That is where this next sojourn is about to take me. My quest, once I began to understand what advertisement means is, that it resembles a New York style but it isn't original. I think about the same thing when it comes to the world of art. Questions that I have, such as, can a man of Scandinavian descent do Native American art? Is he qualified? Take it one step further, can a Caucasian do art reflecting the plight of African Americans? Again, is he qualified or disqualified? So, my question has to be, can a pizza made in California be a New York Pizza? If I was born in Canada but raised in the U.S. am I Canadian or American? If I had a brother who might be born in Mexico, be of Scandinavian descent but raised in the U.S. be Mexican, Scandinavian or American? So, being born and raised in California, am I qualified or disqualified to make a genuine New York Pizza? I think we better call up Voltaire, Jefferson and the gang to sort that one out. Maybe none of that even matters. Maybe just good quality, authentic, and genuine east coast ingredients put together in a typical New York way makes it a New York Pizza. This could end up being another Philosophical Pizza ( see prior blog) questions that needs to be addressed or maybe just left alone.

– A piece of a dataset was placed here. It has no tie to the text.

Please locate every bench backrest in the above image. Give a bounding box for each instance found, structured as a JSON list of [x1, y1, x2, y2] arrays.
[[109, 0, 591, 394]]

One of the books I bought online was called: The Ultimate Pizza Manual. The author and long time New Yorker, Francesco Brunaldo claims that the pizzerias of old are disappearing. By that he means that the methods and even some of the products are disappearing. Typical New York Pizza just isn't what it used to be he says. In a valiant effort to save the original style pizza from obscurity he has written this book to save this art form. I followed his recipe to the letter except where east coast brand names are not available here, so in several cases, I had to substitute. What I am hoping to achieve is what Francesco is seeing slipping away in New York City. I made the dough for an 18" pie. His ingredients are slightly different than what I was expecting as he includes some semolina flour with his high gluten flour. The procedure is what is typically different. Following them to exact detail can make or break it from what I have learned.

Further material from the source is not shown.